Now, on the second block of code. To understand it the whole process of template compilation starts when the compiler sees the function call g(x) at that point of call. The compiler sees that the best candidate is the template function template <typename T> void g( T ) and determines what the type T is as part of the overload resolution. Once the compiler determines that it is a call to the template, it performs the first pass of compilation on that function.
During the first pass, syntactic checks are perform without an actual substitution of the type, so the template argument T is still any-type and the argument p is of a yet-unknown type. During the first pass, the code is verified, but dependent names are skipped and their meaning is just assumed. When the compiler sees p.member, and p is of type T that is a template argument it assumes that it will be a member of the yet unknown type (this is the reason why if it is a type you would have to qualify it here with typename). The call h(p.member); is also dependent on the type argument T and is left as it is, assuming that once the type substitution takes place everything will make sense.
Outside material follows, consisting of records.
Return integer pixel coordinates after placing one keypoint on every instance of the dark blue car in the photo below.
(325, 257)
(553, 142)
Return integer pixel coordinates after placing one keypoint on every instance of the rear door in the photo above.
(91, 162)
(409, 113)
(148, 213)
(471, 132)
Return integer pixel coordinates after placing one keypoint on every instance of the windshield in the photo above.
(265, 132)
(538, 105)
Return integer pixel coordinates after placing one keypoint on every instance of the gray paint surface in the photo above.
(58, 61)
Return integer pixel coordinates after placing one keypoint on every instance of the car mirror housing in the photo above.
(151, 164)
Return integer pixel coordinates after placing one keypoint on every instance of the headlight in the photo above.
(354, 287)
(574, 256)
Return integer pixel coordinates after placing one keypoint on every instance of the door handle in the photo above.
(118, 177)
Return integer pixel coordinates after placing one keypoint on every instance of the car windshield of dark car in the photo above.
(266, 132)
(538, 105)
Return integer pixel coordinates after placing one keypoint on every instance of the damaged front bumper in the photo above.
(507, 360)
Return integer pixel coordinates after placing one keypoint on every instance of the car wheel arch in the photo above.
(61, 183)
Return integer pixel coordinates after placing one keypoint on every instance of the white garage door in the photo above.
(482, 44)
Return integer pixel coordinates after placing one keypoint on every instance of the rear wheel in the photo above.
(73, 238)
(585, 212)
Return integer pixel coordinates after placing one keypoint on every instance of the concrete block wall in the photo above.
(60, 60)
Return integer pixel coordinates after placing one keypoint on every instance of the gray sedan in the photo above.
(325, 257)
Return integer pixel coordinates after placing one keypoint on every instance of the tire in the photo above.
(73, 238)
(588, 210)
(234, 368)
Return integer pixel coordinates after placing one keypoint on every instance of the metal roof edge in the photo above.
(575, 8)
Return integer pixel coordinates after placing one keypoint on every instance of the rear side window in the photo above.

Then the compiler does actually substitute the type. At this step T is no longer a generic type, but it represents the concrete type sample. Now the compiler during the second pass tries to fill in the gaps that were left during the first pass. When it sees p.member it looks member inside the type and determines that it is an int and tries to resolve the call h( p.member ); with that knowledge. Because the type T has been resolved before this second stage, this is equivalent to the outside call g(x): all types are known and the compiler only needs to resolve what is the best overload for a function call h that takes an argument of type int&, and the whole process starts again, the template h is found as the best candidate, and ...
It is really important for metaprogramming to understand that type deduction is performed only on the actual signature of the function and not the body, and that is what makes it non-trivial for beginners. Using enable_if (from boost or elsewhere) in the function signature as argument or return type is not a coincidence, but the only way of having the compiler fail to substitute the type before the template is selected as best candidate and the substitution failure is turned into an actual error (and not SFINAE)
No compiler could possibly implement this functionality in a consistent manner. You are simply asking too much.
TBody might be ambiguous, because sample might not be the only type that has a member member. Furthermore, if g calls other template functions, the compiler has no way of knowing what other restrictions might be imposed on TBody.
So in some edge cases, it is theoretically possible to deduce the proper type for TBody, generally it is not.